O dia da Defensoria Pública é dia de celebrar a liberdade garantida após a defesa criminal em processos criminais cheios de vícios e nulidades em tantos estados brasileiros e que dependem de atuação técnica e combativa de defensoras e defensores que levam os recursos de maneira estratégica até os tribunais superiores em Brasília. É data para celebrar aquela mãe que conseguiu tratamento médico de alto custo que garantiu a vida de seu filho, aquele leito de UTI alcançado pela interposição de uma medida de urgência por defensores(as) que atuam nos núcleos da saúde do país.
Hoje se celebra as mulheres que foram acolhidas pela rede de proteção com o trabalho do núcleo de defesa da mulher vítima de violência doméstica da Defensoria mineira e que se repete em tantos estados. Também se celebra a atuação de defensores(as) em defesa da população em situação de rua que cresce todos os dias nas ruas das capitais do país. A celebração da Defensoria Pública é algo muito além de uma instituição estatal, é celebrar o próprio povo brasileiro, o exercício da cidadania, o acesso à justiça e a efetivação da Constituição Federal.

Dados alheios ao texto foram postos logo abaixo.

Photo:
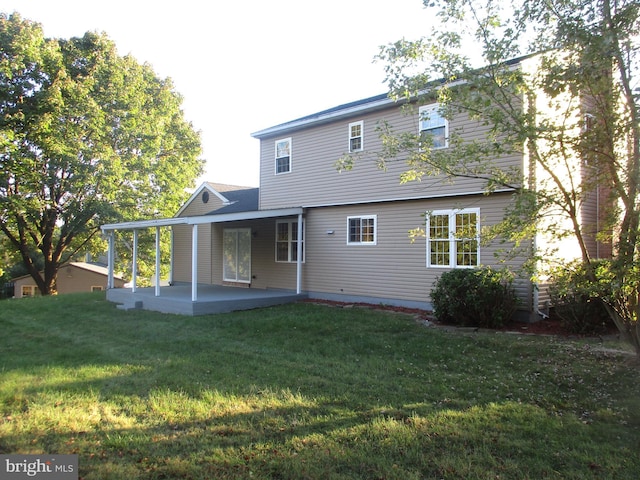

Por essas, e tantas outras celebrações, investir na Defensoria Pública brasileira é investir na maior instituição pública de defesa e assistência jurídica do mundo, que tem como missão dar voz aos ninguéns, aos filhos de ninguém, aos donos de nada, aos que não têm nome, aos que aparecem nas páginas policiais da imprensa local para que, um dia, parafraseando Eduardo Galeano: “estes ninguéns que custam menos do que a bala que os mata, possam ser muitos alguém”.
A Anadep acredita que, com o trabalho de defensoras e defensores, um outro presente é possível. Homenageia-se neste mês de maio todas as 7.200 defensoras e defensores do país que transformam o presente da população vulnerabilizada na medida em que transformam ação política em inclusão.